After importing the necessary libraries, we read the wide format of the csv file into a Pandas DataFrame we created called "df_w". Then, we converted "timestamp" column, which is an object column to datetime format by using pd.to_datetime() function. Lastly, we sorted the rows of df_w according the "timestamp" column in ascending order. 

In [2]:
df_w = pd.read_csv("all_ticks_wide.csv")
df_w["timestamp"] = pd.to_datetime(df_w["timestamp"])
df_w = df_w.sort_values(by="timestamp")

Then, we created a function called Find_Outliers() which returns the outliers of a given dataframe. The function takes a dataframe of two columns as input, one being the "timestamp" and other being the column we want to find outliers of, finds the outliers for the second column by first calculating the mean and standart deviation, then creating the lower and upper 3-sigma limits by a simple formula, then iterating through the second column of the dataframe to find values that are higher than the upper limit or lower than the lower limit, lastly, it returns a dictionary called "outliers" which includes both lower and higher outliers. 

In [3]:
def Find_Outliers(df):
        mean = df.iloc[:,1].mean()
        std = df.iloc[:,1].std()
        upper_limit = mean + 3*std
        lower_limit = mean - 3*std
        lower_outliers = df[df.iloc[:,1] < lower_limit]
        higher_outliers = df[df.iloc[:,1] > upper_limit]
        outliers = {"lower_outliers" : lower_outliers, "higher_outliers" : higher_outliers }
        
        return outliers

Since we need to calculate the monthly outliers, we had to divide df_w into monthly dataframes. So, we created a new function called "Monthly_Data" which takes a dataframe, and a tuple key that indicates the exact year and month of that dataframe is needed as input, and returns the new dataframe. For instance, when the function is called as Monthly_Data(df = df_w, key = (2017,3)), it will return a new dataframe consisting of all the columns in df_w in 3rd month of 2017.

In [4]:
def Monthly_Data(df, key):
    df_Monthly_dictionary = {}
    df["timestamp"] = pd.to_datetime(df["timestamp"])
    df_yearly = df["timestamp"].dt.year
    for i in range(2012,2020):
        df_current_year = df.loc[df_yearly == i]
        df_current_year_monthly = df_current_year["timestamp"].dt.month
        for k in range(1,13):
             df_Monthly_dictionary[i,k] = df_current_year.loc[df_current_year_monthly == k]
    
    return df_Monthly_dictionary.get(key)
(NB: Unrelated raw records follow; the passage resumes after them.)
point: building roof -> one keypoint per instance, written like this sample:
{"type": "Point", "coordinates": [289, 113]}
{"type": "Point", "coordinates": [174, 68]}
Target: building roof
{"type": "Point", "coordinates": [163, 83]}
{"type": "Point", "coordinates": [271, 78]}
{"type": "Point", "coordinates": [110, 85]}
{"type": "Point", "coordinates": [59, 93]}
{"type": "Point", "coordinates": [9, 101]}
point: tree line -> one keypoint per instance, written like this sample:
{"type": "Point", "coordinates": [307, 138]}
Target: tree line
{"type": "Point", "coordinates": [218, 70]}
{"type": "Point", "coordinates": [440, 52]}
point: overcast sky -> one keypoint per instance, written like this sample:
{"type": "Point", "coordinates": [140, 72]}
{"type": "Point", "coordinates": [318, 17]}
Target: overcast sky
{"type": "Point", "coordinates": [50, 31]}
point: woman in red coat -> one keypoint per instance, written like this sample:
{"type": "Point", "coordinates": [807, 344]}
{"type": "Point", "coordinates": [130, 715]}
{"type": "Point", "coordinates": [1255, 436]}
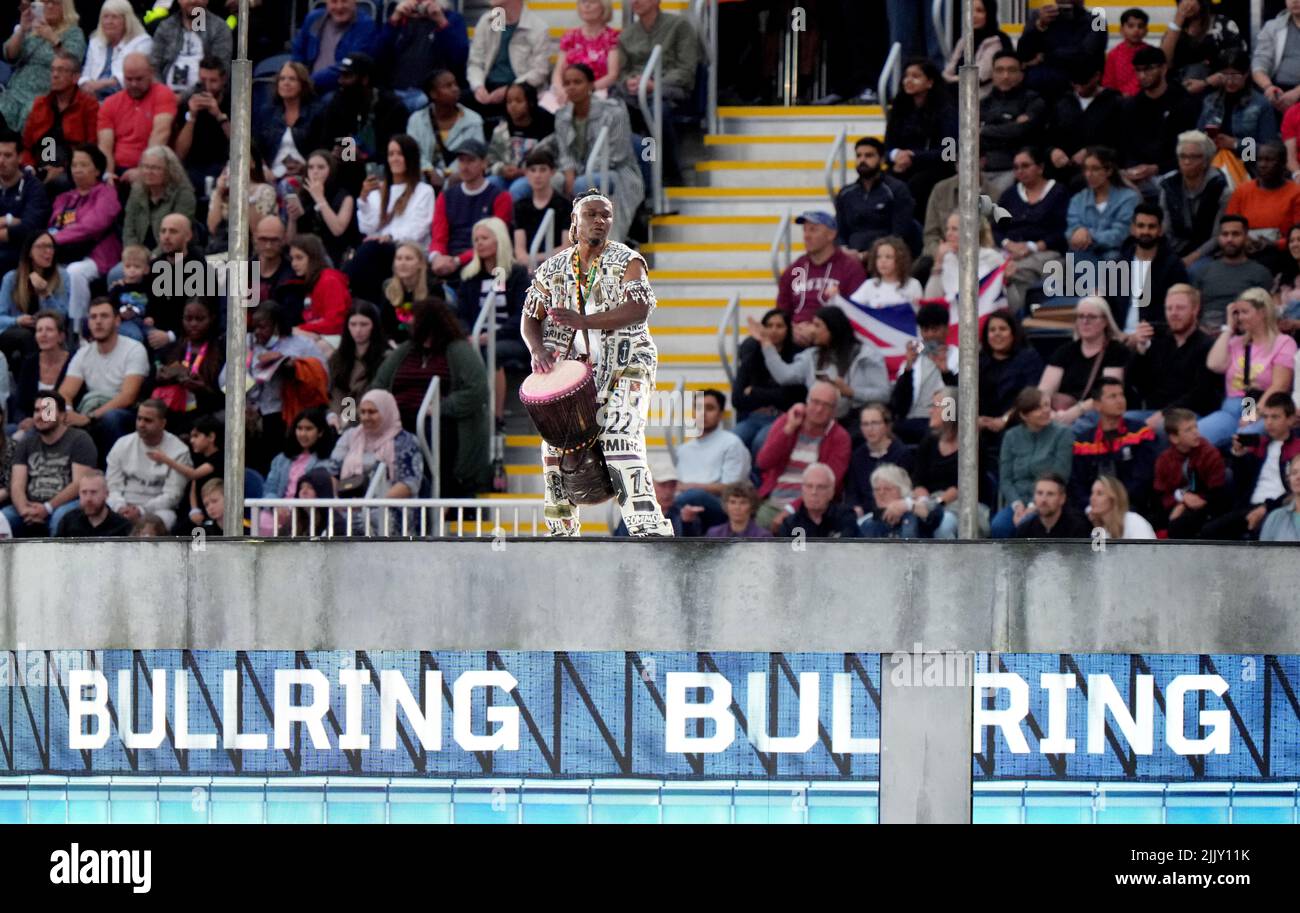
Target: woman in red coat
{"type": "Point", "coordinates": [326, 294]}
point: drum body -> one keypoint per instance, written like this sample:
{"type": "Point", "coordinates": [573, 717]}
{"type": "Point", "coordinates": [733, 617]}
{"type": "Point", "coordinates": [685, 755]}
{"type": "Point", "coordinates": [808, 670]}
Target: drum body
{"type": "Point", "coordinates": [562, 405]}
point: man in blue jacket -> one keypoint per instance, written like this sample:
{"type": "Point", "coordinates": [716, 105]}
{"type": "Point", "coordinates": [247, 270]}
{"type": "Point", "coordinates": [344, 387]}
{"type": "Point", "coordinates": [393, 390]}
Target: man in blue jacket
{"type": "Point", "coordinates": [332, 33]}
{"type": "Point", "coordinates": [24, 204]}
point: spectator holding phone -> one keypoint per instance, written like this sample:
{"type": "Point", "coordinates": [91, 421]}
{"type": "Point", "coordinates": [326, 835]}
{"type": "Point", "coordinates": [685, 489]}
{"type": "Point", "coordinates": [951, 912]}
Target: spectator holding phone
{"type": "Point", "coordinates": [1256, 360]}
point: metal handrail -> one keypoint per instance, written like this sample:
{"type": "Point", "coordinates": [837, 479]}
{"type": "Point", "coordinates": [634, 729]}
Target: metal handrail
{"type": "Point", "coordinates": [654, 119]}
{"type": "Point", "coordinates": [486, 323]}
{"type": "Point", "coordinates": [836, 155]}
{"type": "Point", "coordinates": [424, 509]}
{"type": "Point", "coordinates": [668, 432]}
{"type": "Point", "coordinates": [783, 233]}
{"type": "Point", "coordinates": [430, 412]}
{"type": "Point", "coordinates": [546, 230]}
{"type": "Point", "coordinates": [601, 148]}
{"type": "Point", "coordinates": [731, 315]}
{"type": "Point", "coordinates": [941, 14]}
{"type": "Point", "coordinates": [705, 12]}
{"type": "Point", "coordinates": [889, 74]}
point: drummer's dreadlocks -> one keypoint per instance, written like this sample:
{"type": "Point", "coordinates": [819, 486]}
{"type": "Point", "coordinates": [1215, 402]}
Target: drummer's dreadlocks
{"type": "Point", "coordinates": [585, 197]}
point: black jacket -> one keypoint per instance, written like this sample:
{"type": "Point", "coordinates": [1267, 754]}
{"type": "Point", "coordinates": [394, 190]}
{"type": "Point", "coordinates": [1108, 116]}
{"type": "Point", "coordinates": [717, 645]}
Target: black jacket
{"type": "Point", "coordinates": [1166, 271]}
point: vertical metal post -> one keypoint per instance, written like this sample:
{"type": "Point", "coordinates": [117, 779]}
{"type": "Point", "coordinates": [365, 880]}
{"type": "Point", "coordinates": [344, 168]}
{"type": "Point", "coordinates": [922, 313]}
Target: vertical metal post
{"type": "Point", "coordinates": [967, 370]}
{"type": "Point", "coordinates": [237, 324]}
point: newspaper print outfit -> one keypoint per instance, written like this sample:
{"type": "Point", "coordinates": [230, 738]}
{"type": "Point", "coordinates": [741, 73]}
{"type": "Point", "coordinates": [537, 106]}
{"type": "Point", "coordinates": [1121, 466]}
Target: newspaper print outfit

Next, we created the function Find_Outliers_Column_Month() which combines the functions Find_Outliers() and Monthly_Data(). Given the inputs that are a dataframe, column_name, and a key, Find_Outliers_Column_Month() returns a dictionary consisting of all the outliers of the given stock in that certain year and month. For example, when the function is called as Find_Outliers_Column_Month(df = df_w, column_name = "CEMAS", key = (2016, 5)), it returns the outliers of the stock data of CEMAS in the 5th month of 2016.

As our given data had several null values, we interpolated them by the Pandas DataFrame.interpolate() function. This function fills the null values by taking the average of values before and after the null value.

In [8]:
def Find_Outliers_Column_Month(df,column_name,key):
    df_column = df.loc[:,["timestamp",column_name]]
    df_column_without_null = df_column.interpolate()
    df_column_monthly = Monthly_Data(df_column_without_null, key)
    return Find_Outliers(df_column_monthly)

# Find_Outliers_Column_Month(df_w,column_name = "CEMAS", key = (2017,2))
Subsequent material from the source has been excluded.